Pedro se levantó la visera del casco y Paula se quedó de piedra.
Lo primero que se le pasó por la cabeza al ver sus ojos fue la imagen de un halcón de los que tenían en el castillo. Aquel hombre poseía una mirada penetrante y dura, pero también un espectacular brillo dorado en los ojos y unas pestañas negrísimas.
Paula sintió que el corazón le daba un vuelco y comenzaba a latirle aceleradamente.
-No sea usted exagerada -aulló Pedro.
-Iba usted demasiado deprisa... -insistió Paula.
Pedro no pudo evitar quedarse mirando el reflejo cegador del pelo de aquella mujer bajo el resplandor del sol y por primera vez en su vida olvidó qué iba a decir.
-¿De verdad? -preguntó quitándose el casco y revolviéndose el pelo.
Paula sintió que la boca se le secaba.
Aquel hombre era tan increíblemente guapo, que no pudo evitar quedarse mirándolo fijamente.

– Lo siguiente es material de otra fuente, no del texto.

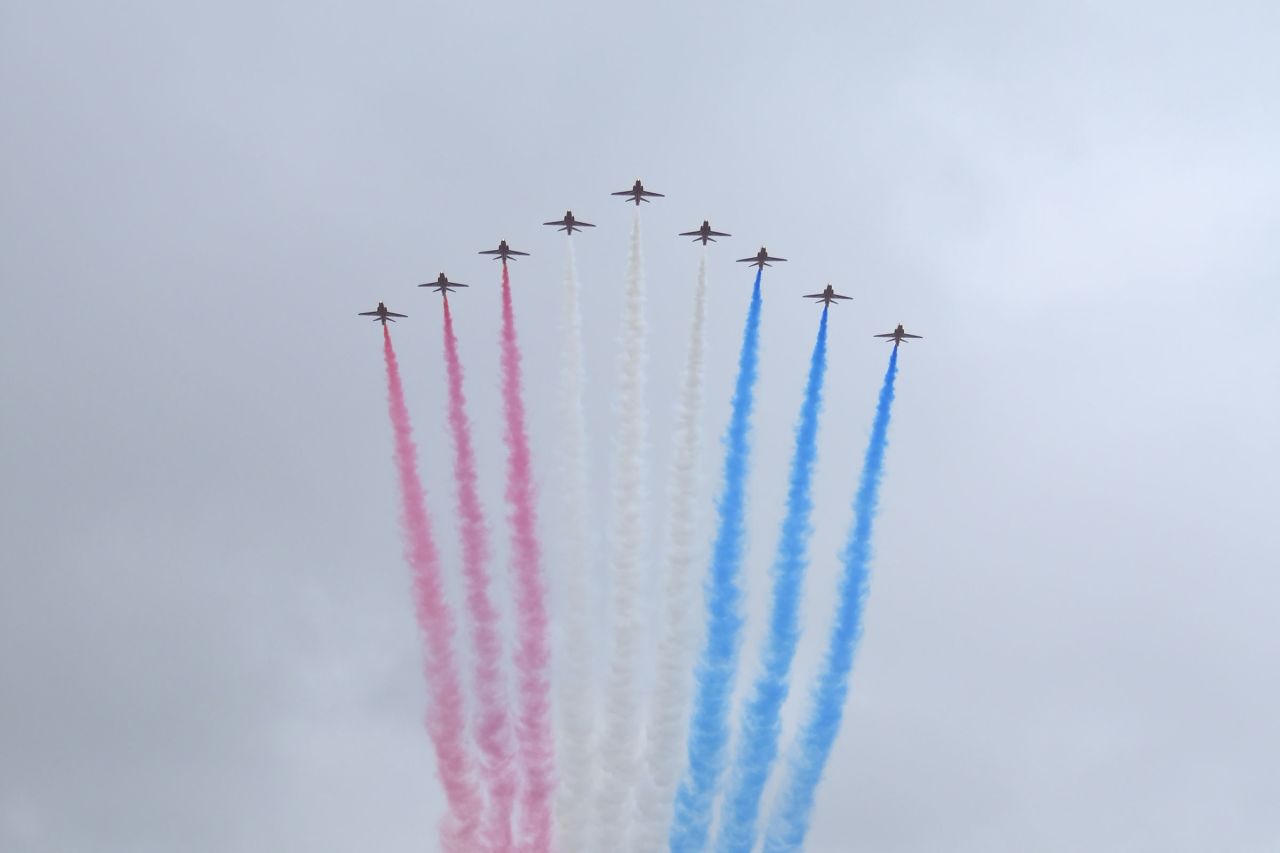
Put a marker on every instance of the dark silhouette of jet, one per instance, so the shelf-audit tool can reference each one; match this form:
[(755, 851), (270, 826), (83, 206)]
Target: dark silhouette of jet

Tenía un rostro imposible de olvidar, una estructura ósea fantástica con unos maravillosos y altos pómulos, una nariz fuerte y masculina y cejas oscuras. Su complexión morena y su pelo oscuro sugerían unos ancestros de otras tierras.
Aquel hombre la sedujo rápidamente y Paula sintió que se mareaba como si hubiera estado dando vueltas sobre sí misma y, de repente, sintió en la pelvis algo que jamás había sentido antes.
-¿Cómo? -murmuró confusa.
Pedro sonrió y Paula se sintió embrujada por aquella sonrisa.
-Es cierto que conduzco muy deprisa, pero le aseguro que soy muy buen conductor -apuntó Pedro.
-Pero a esa velocidad es imposible ver el camino -insistió Paula.
-Desde luego, lo que uno no espera ni a esa velocidad ni a ninguna otra es encontrarse con una chica y un perro sentados en mitad del camino.
-En cualquier caso, esto es propiedad privada...
-Ya lo sé y sé perfectamente que no hay ganado suelto por aquí porque esta tierra es mía -contestó Pedro.
-No, esta tierra no es suya. Da la casualidad de que yo vivo allí, bajando la colina, y sé perfectamente a quién pertenece esta tierra, así que no me puede usted engañar -sonrió Paula.
Pedro se dió cuenta de que aquella mujer no lo había reconocido.